Lo primero que recordé al escuchar la noticia del asesinato del Juez de Distrito Uriel Villegas Ortiz, en Colima, fue la similitud de su trágico caso con el de otro acontecido en Monterrey hace años, en 2008, en la persona del Juez Ernesto Palacios López.
Los dos juzgadores cayeron abatidos por las balas de sicarios del crimen organizado, después de llevar en sus manos los procesos judiciales a altos narcotraficantes.
Ni Villegas ni Palacios tuvieron la protección necesaria a su integridad física para cumplir con su labor, pero eso no los detuvo en el cumplimiento de su deber.
Al Juez Villegas lo atacaron los asesinos en su propia casa, a las 11 de la mañana, en Colima, la capital del estado del mismo nombre. Lo mataron a él y a su esposa cuando se encontraban en la casa sus dos hijas pequeñas, de 3 y 7 años, a quienes cuidaba una mujer que los asistía.
Al Juez Palacios, del ramo penal en Nuevo León, lo acribillaron pistoleros que lo seguían en una avenida de Monterrey cuando, acompañado de una de sus hijas, se dirigía una noche a comprar una pizza. Su hija sobrevivió.
Brutales, frios, insensibles crímenes. En ese entonces, escribí en una columna sobre Palacios que cuando la sociedad pierde violentamente a un Juez con experiencia, integridad a toda prueba y una vocación de servicio inquebrantable, esa pérdida difícilmente es recuperable.
Cuando los delincuentes matan a los jueces, cuando en México no hay nada ni nadie que les impida hacerlo, es la sociedad la que queda expuesta y vulnerable.
Los jueces, no lo olvidemos, son nuestros representantes sociales, actúan en nombre del bien común de la sociedad al aplicar las normas establecidas y castigar a quienes las trasgreden.
Solamente en la barbarie de la mente asesina de la delincuencia organizada cabe la idea de que, eliminando a un juez, a su persona, se puede evadir la acción de la justicia.
Ello será posible si el resto de los jueces, y me refiero a todos los jueces federales que en México se encargan de los asuntos penales, sigue trabajando en el estado de indefensión en que lo hacen hoy, carentes de garantías mínimas para su seguridad y la de sus familias.
¿En dónde estaban las autoridades federales y estatales encargadas de proteger al Juez Villegas? ¿Por qué en la capital de Colima se mueven con tal facilidad los sicarios para que, a plena luz del día y en su propio domicilio, agredan y maten a un juez y su esposa?
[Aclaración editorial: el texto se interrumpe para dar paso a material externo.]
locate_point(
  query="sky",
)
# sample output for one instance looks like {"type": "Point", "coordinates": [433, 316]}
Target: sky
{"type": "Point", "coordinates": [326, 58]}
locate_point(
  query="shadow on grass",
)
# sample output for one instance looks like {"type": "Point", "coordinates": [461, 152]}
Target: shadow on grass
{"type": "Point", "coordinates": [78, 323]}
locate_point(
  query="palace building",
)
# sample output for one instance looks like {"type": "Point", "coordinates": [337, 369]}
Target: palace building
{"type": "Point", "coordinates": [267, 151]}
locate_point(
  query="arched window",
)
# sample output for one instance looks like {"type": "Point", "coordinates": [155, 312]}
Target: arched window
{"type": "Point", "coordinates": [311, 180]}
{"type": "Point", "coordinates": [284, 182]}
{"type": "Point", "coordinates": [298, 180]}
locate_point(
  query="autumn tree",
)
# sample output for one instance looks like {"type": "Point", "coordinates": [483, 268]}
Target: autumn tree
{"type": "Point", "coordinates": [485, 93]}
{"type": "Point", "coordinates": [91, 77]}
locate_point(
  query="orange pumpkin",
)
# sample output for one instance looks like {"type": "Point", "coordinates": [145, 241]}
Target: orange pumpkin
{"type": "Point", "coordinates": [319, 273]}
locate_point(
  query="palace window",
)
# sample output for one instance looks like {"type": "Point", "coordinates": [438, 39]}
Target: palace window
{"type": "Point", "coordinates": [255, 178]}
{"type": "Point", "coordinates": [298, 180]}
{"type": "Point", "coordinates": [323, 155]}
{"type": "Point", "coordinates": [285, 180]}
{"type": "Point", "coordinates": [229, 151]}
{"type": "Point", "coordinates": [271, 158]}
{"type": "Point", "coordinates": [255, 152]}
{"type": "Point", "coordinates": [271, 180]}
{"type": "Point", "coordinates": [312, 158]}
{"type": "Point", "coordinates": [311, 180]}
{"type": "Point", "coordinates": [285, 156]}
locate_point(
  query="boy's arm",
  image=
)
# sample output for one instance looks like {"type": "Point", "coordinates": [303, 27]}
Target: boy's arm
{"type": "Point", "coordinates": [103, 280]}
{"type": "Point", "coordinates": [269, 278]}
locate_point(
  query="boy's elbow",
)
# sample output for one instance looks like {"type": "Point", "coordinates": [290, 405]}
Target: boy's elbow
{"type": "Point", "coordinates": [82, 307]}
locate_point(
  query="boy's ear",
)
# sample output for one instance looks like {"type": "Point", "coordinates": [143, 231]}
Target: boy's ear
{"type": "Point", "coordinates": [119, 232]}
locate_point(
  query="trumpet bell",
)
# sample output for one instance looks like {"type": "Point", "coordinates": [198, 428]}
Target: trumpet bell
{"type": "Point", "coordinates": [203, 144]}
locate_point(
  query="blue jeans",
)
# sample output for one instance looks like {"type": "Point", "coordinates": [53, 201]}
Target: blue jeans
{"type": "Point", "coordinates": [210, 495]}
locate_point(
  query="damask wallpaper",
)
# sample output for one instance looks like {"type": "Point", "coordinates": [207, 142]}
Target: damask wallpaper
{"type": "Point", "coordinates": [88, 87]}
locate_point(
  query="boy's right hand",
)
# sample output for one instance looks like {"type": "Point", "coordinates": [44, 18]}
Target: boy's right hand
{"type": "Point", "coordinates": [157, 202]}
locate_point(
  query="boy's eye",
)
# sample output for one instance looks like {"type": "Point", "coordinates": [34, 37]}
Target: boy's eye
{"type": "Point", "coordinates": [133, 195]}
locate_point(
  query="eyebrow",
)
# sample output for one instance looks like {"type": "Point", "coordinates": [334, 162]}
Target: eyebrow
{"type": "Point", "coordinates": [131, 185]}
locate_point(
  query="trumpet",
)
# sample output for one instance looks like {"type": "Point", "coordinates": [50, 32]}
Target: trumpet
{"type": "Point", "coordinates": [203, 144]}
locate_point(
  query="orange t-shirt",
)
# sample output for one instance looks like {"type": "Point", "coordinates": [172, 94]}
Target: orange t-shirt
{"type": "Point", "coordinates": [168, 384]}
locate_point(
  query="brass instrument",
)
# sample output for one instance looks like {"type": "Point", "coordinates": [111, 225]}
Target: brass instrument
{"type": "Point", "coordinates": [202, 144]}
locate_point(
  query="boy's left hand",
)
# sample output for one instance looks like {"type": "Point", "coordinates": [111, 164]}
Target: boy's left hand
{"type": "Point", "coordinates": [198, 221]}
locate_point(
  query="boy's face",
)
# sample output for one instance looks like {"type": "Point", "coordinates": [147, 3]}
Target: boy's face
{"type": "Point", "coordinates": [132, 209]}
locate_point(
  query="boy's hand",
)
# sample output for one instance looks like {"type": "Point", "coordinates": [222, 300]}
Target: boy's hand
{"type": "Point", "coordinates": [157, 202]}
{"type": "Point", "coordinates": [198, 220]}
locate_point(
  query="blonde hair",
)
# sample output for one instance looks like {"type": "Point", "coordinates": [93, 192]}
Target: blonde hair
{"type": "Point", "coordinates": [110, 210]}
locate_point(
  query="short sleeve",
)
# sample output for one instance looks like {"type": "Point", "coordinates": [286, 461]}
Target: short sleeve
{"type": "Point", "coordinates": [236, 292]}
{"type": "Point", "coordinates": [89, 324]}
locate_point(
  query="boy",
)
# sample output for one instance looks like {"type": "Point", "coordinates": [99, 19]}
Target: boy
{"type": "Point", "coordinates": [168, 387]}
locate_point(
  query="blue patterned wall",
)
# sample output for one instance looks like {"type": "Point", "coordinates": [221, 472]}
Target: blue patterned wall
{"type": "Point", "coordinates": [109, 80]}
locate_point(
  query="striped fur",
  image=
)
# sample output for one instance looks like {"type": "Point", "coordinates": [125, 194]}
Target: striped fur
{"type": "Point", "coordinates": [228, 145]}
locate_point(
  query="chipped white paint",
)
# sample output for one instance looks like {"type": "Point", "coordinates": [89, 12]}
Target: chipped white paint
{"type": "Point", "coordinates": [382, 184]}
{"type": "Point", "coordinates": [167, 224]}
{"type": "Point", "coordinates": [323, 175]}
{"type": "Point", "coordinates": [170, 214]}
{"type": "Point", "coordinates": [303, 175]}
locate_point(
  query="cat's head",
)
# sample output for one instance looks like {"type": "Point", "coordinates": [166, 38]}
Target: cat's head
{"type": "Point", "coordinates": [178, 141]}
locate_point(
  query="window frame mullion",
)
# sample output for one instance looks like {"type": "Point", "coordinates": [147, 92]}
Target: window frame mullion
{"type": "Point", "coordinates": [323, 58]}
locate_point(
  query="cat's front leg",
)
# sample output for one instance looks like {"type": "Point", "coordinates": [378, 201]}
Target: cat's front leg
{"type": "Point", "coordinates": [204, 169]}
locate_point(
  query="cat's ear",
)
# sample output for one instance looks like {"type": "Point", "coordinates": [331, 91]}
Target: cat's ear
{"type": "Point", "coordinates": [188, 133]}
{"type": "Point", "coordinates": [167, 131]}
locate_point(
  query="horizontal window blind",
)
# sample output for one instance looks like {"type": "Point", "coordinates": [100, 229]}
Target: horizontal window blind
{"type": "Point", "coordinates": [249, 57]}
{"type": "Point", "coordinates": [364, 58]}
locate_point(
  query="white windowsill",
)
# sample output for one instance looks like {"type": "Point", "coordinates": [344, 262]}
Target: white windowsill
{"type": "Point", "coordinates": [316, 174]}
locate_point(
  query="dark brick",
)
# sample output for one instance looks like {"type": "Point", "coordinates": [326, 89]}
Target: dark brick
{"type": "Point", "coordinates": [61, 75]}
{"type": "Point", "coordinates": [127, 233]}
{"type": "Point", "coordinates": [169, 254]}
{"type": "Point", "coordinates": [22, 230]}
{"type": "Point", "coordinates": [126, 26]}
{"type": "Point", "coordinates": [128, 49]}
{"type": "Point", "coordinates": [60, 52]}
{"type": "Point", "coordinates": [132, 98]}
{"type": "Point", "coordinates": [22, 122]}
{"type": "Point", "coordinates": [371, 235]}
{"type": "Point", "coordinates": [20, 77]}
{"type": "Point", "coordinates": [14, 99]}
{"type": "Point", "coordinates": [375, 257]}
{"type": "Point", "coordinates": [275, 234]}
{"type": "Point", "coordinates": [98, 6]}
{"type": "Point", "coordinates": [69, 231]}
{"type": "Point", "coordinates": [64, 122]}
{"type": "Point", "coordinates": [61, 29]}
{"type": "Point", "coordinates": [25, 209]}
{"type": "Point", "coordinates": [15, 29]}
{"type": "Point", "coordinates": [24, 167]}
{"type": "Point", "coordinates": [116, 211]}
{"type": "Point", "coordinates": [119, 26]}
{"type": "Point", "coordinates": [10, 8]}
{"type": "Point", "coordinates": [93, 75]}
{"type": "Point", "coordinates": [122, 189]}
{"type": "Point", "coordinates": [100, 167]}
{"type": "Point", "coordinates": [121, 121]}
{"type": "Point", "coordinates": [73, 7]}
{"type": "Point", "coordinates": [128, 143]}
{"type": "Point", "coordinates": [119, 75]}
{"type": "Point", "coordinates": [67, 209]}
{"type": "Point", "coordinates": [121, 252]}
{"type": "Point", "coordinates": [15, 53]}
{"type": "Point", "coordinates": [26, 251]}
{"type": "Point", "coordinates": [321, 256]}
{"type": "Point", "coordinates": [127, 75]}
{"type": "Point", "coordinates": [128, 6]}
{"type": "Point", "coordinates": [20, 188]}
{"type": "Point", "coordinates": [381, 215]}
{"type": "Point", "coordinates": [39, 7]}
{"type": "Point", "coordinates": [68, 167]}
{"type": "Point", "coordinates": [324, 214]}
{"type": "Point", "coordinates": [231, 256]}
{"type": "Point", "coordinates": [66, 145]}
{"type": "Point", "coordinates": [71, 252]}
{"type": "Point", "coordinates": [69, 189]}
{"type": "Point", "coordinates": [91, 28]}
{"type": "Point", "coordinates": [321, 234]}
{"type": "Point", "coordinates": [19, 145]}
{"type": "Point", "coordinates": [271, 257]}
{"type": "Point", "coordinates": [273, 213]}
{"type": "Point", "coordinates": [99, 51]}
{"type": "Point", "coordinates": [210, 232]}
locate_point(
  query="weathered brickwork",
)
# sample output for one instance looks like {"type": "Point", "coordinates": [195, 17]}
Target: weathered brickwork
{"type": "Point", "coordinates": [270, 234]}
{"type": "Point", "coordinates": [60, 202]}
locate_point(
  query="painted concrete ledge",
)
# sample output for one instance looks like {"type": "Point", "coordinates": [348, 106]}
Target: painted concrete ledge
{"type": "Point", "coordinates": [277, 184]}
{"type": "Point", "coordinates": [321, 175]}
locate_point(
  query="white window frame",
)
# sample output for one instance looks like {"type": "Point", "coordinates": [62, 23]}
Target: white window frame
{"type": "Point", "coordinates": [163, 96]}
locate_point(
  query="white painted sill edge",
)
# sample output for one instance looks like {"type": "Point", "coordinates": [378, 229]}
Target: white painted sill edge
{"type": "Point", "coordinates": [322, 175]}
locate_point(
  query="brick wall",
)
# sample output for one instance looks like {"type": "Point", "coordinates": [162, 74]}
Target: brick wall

¿De qué sirve el despliegue de fuerzas federales, de la Guardia Nacional, el Ejército y la Marina si no protegen a un juez federal cuyo trabajo es procesar judicialmente a narcotraficantes de alto perfil?
Todas esas preguntas me las hice cuando sucedió el ataque y muerte del Juez Ernesto Palacios, preguntas que quedaron sin respuesta en Nuevo León, pues al paso de los años ese crimen quedó impune, como tantos otros en México.
Mucho me temo que, en el caso del Juez Villegas, las interrogantes que me hago correrán la misma suerte, es decir, caerán en el vacío de códigos y sanciones a quienes violan la ley: el precio más alto lo acaban pagando los jueces, no los delincuentes.
El columnista Francisco Garfias, de Excelsior, recogió unas frases del Ministro Alberto Pérez Dayán, de la Suprema Corte de la Nación, sobre el crimen, que hablan por sí mismas:
“Siento angustia por la familia. Uno como quiera. Saber que en esto arrebatan la vida de tu esposa y marcan de manera permanente a tus hijos es de una consternación extrema. Es un hecho profundamente doloroso. Te ves en la impotencia natural de exigir que esto no siga sucediendo”.
Los ataques a los jueces valientes son ataques a la sociedad: ¿cómo los vamos a defender?